Dans une décision récente, un tribunal fédéral américain a statué que le réseau social X, anciennement connu sous le nom de Twitter, avait enfreint ses engagements contractuels en ne versant pas les primes de performance annuelles promises à ses employés. Cette affaire a été portée devant la justice par Mark Schobinger, un ancien employé de X, qui a intenté un procès en juin, alléguant que l'entreprise avait promis le versement d'un bonus pour l'année 2022 à ceux qui demeureraient dans l'entreprise jusqu'au premier trimestre 2023, date butoir fixée pour le paiement.
Le réseau social, récemment acquis par Elon Musk et rebaptisé X, a tenté de contester la demande de Schobinger, mais le tribunal a rejeté cette tentative, estimant que la plainte pour rupture de contrat était valide selon les lois californiennes.
Le juge Vince Chhabria a déclaré : « Schobinger a invoqué une réclamation pour rupture de contrat qui est valide en vertu de la loi californienne. Il allègue que Twitter a promis verbalement de verser à chaque employé une partie de la prime envisagée. Et en refusant de verser à Schobinger la prime promise, Twitter a violé ce contrat. » Le réseau social a la possibilité de faire appel de cette décision.
X, sous la propriété d'Elon Musk, est actuellement confronté à plusieurs défis, notamment une enquête de Bruxelles sur la désinformation et la haine en ligne, des critiques concernant la réponse de la plateforme aux récentes émeutes à Dublin, et un exode d'annonceurs renommés.

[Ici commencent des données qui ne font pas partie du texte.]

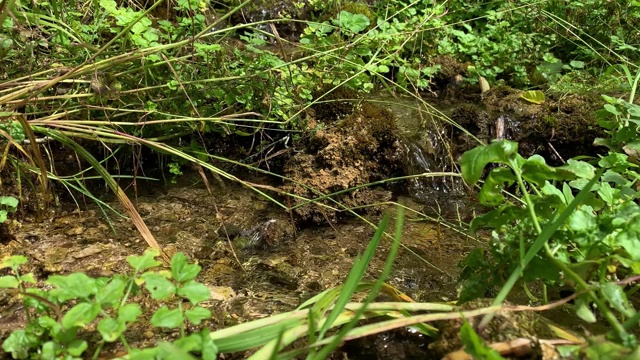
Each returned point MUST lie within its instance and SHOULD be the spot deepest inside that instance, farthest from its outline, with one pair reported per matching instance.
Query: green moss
(550, 120)
(360, 8)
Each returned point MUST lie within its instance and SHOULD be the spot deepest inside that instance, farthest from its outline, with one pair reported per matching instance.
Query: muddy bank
(254, 261)
(558, 129)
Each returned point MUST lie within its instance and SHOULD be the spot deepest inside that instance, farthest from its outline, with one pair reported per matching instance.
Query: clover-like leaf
(195, 292)
(197, 314)
(111, 329)
(353, 22)
(80, 315)
(77, 347)
(8, 282)
(491, 191)
(129, 312)
(159, 287)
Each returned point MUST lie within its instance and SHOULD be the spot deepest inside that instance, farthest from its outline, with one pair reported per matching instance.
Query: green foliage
(538, 234)
(79, 301)
(8, 204)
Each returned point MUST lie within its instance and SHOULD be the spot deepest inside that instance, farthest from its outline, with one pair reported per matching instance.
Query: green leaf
(582, 220)
(533, 96)
(50, 350)
(612, 109)
(9, 201)
(167, 318)
(195, 292)
(73, 286)
(354, 22)
(181, 270)
(209, 348)
(197, 314)
(111, 329)
(475, 346)
(189, 343)
(20, 343)
(146, 261)
(474, 161)
(630, 242)
(77, 347)
(159, 287)
(491, 191)
(583, 310)
(111, 293)
(8, 282)
(80, 315)
(581, 169)
(553, 191)
(13, 261)
(616, 296)
(536, 170)
(28, 278)
(577, 64)
(129, 312)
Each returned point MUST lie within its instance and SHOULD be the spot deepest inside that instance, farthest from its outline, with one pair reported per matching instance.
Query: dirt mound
(361, 149)
(558, 129)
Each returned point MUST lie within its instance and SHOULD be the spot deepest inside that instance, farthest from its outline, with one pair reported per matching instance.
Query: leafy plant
(8, 204)
(56, 317)
(549, 234)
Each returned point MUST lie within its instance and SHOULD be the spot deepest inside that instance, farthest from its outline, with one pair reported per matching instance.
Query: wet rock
(363, 148)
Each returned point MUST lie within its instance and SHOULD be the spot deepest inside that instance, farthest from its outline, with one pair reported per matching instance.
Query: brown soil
(558, 130)
(361, 149)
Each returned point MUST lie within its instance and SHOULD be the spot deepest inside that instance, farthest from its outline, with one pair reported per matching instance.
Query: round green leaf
(197, 314)
(80, 315)
(111, 329)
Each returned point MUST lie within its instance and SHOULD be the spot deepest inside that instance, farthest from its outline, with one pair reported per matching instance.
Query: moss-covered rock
(363, 148)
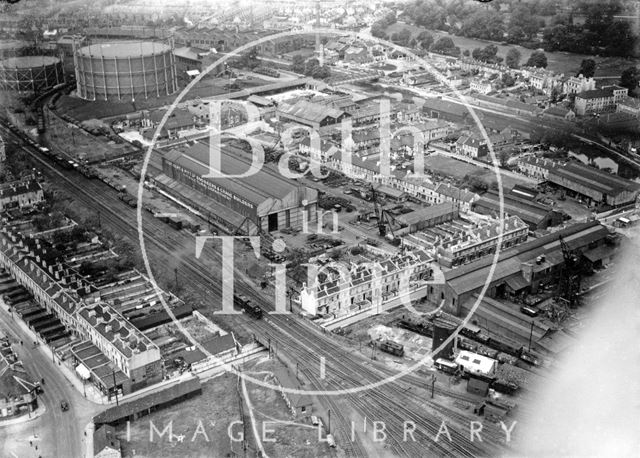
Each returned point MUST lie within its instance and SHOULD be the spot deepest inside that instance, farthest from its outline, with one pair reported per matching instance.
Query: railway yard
(322, 250)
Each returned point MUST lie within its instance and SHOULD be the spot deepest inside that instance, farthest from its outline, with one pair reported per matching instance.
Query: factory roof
(426, 213)
(593, 178)
(455, 193)
(28, 61)
(528, 211)
(124, 49)
(18, 188)
(314, 112)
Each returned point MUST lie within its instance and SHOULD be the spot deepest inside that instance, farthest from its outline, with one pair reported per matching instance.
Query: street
(55, 433)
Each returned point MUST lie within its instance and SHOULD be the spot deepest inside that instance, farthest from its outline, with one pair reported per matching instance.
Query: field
(292, 436)
(559, 62)
(199, 425)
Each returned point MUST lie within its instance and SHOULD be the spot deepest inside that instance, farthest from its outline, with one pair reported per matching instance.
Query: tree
(587, 68)
(537, 59)
(487, 54)
(298, 63)
(403, 36)
(508, 80)
(444, 45)
(513, 58)
(630, 78)
(483, 24)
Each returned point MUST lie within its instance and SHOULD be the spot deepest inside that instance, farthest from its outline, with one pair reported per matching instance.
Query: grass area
(559, 62)
(209, 414)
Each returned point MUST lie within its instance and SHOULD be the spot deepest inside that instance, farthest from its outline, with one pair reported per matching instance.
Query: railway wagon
(391, 347)
(446, 366)
(248, 306)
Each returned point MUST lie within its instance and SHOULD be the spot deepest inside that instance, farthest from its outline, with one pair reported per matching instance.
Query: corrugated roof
(592, 178)
(313, 112)
(473, 276)
(427, 213)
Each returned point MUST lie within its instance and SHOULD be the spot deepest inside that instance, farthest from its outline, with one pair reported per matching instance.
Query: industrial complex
(125, 70)
(319, 213)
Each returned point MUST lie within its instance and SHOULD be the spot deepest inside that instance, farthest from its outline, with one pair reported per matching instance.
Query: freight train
(475, 336)
(248, 306)
(391, 347)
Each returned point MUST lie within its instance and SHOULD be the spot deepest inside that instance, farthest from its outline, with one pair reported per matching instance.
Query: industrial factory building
(264, 201)
(125, 71)
(594, 185)
(11, 48)
(524, 267)
(30, 73)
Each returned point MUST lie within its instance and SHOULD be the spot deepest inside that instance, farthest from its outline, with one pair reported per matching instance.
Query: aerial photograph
(319, 228)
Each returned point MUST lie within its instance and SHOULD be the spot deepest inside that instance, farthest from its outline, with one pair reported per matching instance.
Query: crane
(570, 274)
(384, 219)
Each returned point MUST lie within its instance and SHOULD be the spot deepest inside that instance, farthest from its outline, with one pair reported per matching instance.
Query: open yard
(559, 62)
(83, 110)
(199, 425)
(457, 170)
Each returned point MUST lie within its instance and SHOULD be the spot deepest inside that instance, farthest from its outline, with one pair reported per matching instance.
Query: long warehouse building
(596, 186)
(262, 202)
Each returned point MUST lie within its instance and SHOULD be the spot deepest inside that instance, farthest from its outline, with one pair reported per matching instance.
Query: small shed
(105, 443)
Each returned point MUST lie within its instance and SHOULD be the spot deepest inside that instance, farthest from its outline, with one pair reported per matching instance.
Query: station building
(525, 267)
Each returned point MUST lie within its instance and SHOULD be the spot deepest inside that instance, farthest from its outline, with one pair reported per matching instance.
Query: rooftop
(256, 188)
(426, 213)
(472, 276)
(28, 62)
(314, 112)
(124, 49)
(593, 178)
(527, 210)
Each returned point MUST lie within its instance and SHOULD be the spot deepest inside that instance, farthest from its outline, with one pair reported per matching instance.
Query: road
(60, 434)
(176, 248)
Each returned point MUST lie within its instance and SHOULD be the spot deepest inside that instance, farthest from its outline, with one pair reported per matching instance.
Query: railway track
(348, 372)
(344, 369)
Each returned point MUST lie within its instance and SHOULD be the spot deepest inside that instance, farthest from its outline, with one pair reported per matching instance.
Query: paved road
(60, 434)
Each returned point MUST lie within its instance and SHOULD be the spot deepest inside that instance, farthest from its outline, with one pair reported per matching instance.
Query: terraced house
(341, 289)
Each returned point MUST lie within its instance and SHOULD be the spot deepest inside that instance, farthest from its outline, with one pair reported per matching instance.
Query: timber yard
(399, 246)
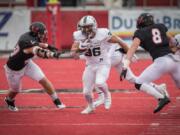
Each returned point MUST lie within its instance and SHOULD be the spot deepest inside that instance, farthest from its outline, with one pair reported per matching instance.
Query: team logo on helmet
(144, 20)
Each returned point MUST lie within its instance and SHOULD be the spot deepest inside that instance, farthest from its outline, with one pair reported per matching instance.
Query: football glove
(56, 55)
(52, 48)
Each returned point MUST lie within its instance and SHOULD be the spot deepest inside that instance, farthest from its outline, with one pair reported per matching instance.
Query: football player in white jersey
(116, 55)
(95, 43)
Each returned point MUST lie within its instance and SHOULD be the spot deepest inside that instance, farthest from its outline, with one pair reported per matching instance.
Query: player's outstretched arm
(42, 53)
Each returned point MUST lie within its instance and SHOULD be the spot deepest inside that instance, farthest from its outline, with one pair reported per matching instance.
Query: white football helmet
(177, 40)
(87, 25)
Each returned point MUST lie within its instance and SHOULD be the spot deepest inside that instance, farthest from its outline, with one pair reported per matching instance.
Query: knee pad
(137, 86)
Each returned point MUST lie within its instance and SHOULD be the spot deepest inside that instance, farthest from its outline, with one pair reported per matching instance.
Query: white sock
(89, 99)
(149, 89)
(104, 89)
(54, 96)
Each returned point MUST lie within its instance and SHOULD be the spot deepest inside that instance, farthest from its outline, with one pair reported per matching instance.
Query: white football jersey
(99, 47)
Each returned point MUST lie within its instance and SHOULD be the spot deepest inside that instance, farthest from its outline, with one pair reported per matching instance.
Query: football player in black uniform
(153, 38)
(19, 64)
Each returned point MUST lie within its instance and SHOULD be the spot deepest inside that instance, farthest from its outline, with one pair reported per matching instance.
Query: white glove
(126, 63)
(135, 58)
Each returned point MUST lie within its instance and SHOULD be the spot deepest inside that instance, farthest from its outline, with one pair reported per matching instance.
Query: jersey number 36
(93, 52)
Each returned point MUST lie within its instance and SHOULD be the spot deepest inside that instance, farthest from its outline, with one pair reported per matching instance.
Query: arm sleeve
(139, 34)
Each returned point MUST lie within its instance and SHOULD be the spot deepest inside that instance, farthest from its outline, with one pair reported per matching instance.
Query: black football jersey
(18, 59)
(154, 40)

La valeur de l'entreprise a également chuté, atteignant maintenant moins de la moitié des 44 milliards de dollars qu'Elon Musk a déboursés pour l'acquérir en octobre 2022, selon des documents internes rapportés par la publication technologique The Verge.
Cette affaire souligne les difficultés auxquelles X est confronté depuis son acquisition par Elon Musk, mettant en évidence les défis juridiques et les pressions financières auxquels l'entreprise est actuellement confrontée.